My spirits suddenly sank. "I had forgotten that the very concept of ruegelt is unknown in Ciudad Pallas," I groaned. "How may I therefore command the citizens thereof to shower me with coin when none such exists?"

 

"With this device I have taken the liberty of providing for your use," Urso said. "The donor inserts a chip in one slot, the recipient in another, the amount of the transfer is selected, and the transaction is accomplished."

 

"It seems a rather unwieldy procedure in comparison to the simple tossing of some coins," I said uncertainly, though of course this was the normal mode of commerce throughout the worlds of men, and ruegelt only a concession to the demimonde on the more sophisticated planets thereof.

 

"Come, come, this is mere grumbling, is it not?" Urso chided in an avuncular tone. "To those whose spirits hold back from every venture, a less than perfect universe provides abundant excuses for sloth, nicht wahr?"

 

Once more I could not escape entirely from the feeling that he was serving his own self-interest no less than he was justly advising mine.

 

"Touche," I agreed nevertheless, for whatever else Urso might be, however I might have been manipulated to get me here, and at whatever profit to whom, Urso Moldavia Rashid, by means fair or foul, had guided me back to my Yellow Brick Road.

 

***

 

And so, the next afternoon, under an overcast sky, with my Cloth of Many Colors tied about my neck as a scarf and the chip transcriber in my pocket, I set forth.

 

Not having set foot on urban streets for months, I found those of Ciudad Pallas both daunting and strangely reassuring.
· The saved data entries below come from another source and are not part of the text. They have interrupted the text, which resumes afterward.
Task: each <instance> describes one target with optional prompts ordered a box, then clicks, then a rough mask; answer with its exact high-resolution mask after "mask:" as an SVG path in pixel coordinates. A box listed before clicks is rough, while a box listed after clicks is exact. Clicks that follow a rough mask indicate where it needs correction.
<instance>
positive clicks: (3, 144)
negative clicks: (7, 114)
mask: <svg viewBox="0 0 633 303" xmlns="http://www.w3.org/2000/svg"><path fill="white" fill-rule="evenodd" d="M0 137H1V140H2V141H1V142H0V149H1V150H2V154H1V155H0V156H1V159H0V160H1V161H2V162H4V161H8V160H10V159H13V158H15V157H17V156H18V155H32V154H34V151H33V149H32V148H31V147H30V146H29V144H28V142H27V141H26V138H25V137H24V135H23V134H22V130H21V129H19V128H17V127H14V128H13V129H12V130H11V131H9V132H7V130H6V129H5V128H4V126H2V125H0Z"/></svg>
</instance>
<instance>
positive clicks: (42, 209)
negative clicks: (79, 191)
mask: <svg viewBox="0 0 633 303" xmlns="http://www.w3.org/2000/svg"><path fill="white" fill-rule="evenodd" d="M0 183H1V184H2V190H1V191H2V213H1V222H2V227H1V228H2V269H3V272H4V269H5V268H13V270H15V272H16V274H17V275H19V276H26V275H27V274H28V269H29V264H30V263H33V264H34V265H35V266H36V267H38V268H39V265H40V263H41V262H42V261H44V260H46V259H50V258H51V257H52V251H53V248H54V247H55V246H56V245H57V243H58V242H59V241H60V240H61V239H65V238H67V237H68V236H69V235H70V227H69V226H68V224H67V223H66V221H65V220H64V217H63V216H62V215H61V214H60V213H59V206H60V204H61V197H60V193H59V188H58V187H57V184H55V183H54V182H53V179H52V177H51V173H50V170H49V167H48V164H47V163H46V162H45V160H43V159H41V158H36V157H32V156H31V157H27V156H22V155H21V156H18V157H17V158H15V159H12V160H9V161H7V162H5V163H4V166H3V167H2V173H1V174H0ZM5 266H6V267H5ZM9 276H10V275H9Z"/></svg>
For while I now found myself moving among more people than I had seen in one place for many weeks, and while the regular gridwork of streets, the geometrically rigid forms and unadorned facades of the palisades of buildings, indeed the very gray substance of the concrete beneath my feet seemed grim, lifeless, and ersatz, wandering in this venue was a far cry from the psychic perils of the Bloomenveldt, and Ciudad Pallas certainly seemed modest and quotidian enough in comparison to my memories of Great Edoku.

 

And while I might have been tempted to regard myself as a bumpkin fresh from the wilderness, or worse, as an inmate of a mental retreat taking her first tremulous steps out into the worlds at large, my perception of the citizens of Ciudad Pallas soon enough disabused me of any excessive humility.

 

For I saw no throngs of extravagantly clad and tinted Edojin promenading with the lordly and languid grace of folk who considered themselves the sophisticated crown of creation, nor even such haughty urchins as the Gypsy Jokers who had once seemed so daunting when I was a naif of the Public Service Stations.

 

Rather was I in the midst of modestly clad folk scurrying through the streets with, for the most part, the blank expressions that befitted this pallid venue. The majority of them seemed sober and industrious-minded citizens intent on affairs of business, while others, by the unlaundered look of their clothing and the dishevelment of their persons, could readily enough be identified as what passed in Ciudad Pallas for Children of Fortune, to wit the denizens of the waiting rooms of the laboratories and mental retreats with whom I had become all too familiar on my previous sojourn in the city.